Now It Can Be Told: How Neil Sheehan Got the Pentagon Papers →
Janny Scott, writing for The New York Times:
When it was clear that Mr. Ellsberg was leaving, Mr. Sheehan called home. “Come up,” he told his wife. “I need your help.” He told her to bring suitcases, large envelopes and all the cash in the house. She flew to Boston and checked into a hotel under a false name. Mr. Sheehan was in a motor inn, under yet another name.
From the Times bureau chief in Boston, he got the name of a copy shop that could handle thousands of pages. He asked the bureau chief to get him several hundred dollars in expense money for a secret project he declined to explain. When the bureau chief called the Times newsroom and reached the editors on duty that night, they declined the request. So he called the national editor at home.

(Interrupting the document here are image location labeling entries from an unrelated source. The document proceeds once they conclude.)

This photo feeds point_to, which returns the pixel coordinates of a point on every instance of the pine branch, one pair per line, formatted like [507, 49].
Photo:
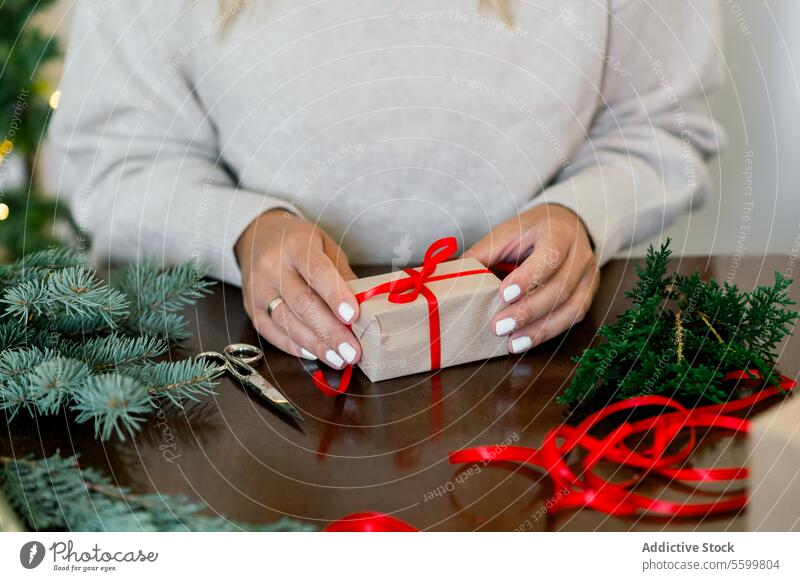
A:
[57, 494]
[680, 337]
[178, 381]
[67, 295]
[113, 352]
[115, 403]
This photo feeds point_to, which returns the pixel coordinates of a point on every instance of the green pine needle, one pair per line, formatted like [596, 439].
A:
[115, 403]
[58, 494]
[680, 337]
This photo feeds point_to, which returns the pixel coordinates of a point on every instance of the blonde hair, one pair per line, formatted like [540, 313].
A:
[230, 9]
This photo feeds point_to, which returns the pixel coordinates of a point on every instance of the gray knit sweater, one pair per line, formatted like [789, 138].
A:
[391, 123]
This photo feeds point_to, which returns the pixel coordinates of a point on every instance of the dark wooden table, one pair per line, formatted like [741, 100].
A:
[384, 446]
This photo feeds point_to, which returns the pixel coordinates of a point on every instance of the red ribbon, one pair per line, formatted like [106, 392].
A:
[370, 522]
[407, 290]
[587, 489]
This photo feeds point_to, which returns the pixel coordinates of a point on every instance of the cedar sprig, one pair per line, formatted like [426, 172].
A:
[59, 494]
[72, 341]
[680, 337]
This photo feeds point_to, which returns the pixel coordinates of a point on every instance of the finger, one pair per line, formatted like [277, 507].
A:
[295, 330]
[323, 276]
[338, 345]
[548, 256]
[338, 257]
[272, 333]
[511, 240]
[570, 313]
[541, 301]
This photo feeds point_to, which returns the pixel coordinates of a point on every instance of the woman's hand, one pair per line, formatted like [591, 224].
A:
[282, 255]
[553, 288]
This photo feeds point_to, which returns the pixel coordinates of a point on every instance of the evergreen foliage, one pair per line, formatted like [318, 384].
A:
[70, 340]
[58, 494]
[680, 337]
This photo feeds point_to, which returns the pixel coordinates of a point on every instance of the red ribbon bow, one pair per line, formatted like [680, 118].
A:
[407, 290]
[585, 488]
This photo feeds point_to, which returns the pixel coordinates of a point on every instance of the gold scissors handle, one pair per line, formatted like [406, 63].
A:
[244, 352]
[236, 359]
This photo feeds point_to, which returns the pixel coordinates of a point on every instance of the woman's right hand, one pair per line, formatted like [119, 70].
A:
[281, 254]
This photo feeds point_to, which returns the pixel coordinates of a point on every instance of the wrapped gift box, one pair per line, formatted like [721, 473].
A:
[396, 337]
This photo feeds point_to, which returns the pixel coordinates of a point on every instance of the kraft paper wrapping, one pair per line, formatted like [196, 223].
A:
[395, 338]
[774, 462]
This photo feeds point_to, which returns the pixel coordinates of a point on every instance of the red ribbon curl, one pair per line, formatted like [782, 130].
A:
[586, 488]
[370, 522]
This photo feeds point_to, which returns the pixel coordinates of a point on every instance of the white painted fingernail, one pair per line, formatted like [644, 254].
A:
[520, 344]
[511, 292]
[348, 352]
[505, 326]
[346, 312]
[334, 359]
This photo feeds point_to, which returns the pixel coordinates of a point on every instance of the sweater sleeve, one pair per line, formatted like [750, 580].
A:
[644, 159]
[133, 150]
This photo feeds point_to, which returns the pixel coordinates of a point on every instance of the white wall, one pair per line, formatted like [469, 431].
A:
[760, 109]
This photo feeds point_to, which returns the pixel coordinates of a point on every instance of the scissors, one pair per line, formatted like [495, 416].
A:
[237, 359]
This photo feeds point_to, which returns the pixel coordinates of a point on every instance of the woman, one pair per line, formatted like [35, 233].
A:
[280, 141]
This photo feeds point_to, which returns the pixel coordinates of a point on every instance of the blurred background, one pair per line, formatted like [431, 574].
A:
[755, 208]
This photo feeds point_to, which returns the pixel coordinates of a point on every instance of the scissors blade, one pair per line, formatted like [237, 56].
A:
[273, 396]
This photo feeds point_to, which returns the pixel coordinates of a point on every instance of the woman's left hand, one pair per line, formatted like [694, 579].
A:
[553, 288]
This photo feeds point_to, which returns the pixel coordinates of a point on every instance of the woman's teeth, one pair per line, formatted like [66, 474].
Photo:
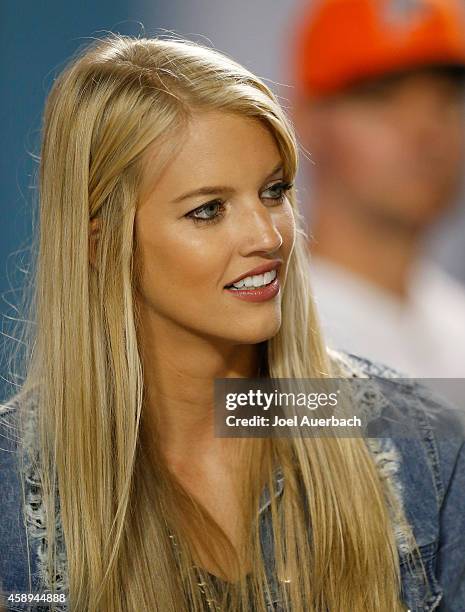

“Give it to him,” the editor said, according to Mr. Sheehan. No questions asked.
Mr. Sheehan duplicated the apartment key in case he lost the original. Then he began copying the seven thousand pages — first in a real estate office where an acquaintance worked, then, with Ms. Sheehan’s help, in the suburban copy shop. He was ferrying piles of pages by taxi between the apartment and the copy shop, then to a locker in the Boston bus terminal and later to a locker at Logan airport.
When the machines in the copy shop crashed under the strain, the Sheehans relocated to a copy shop in Boston run by a Navy veteran. When the man noticed that the documents were classified, and became nervous, Ms. Sheehan, at the shop, called her husband at the apartment.
“Get down here,” he remembered her saying.
Finally, the backstory of one of the most important moments in journalism history.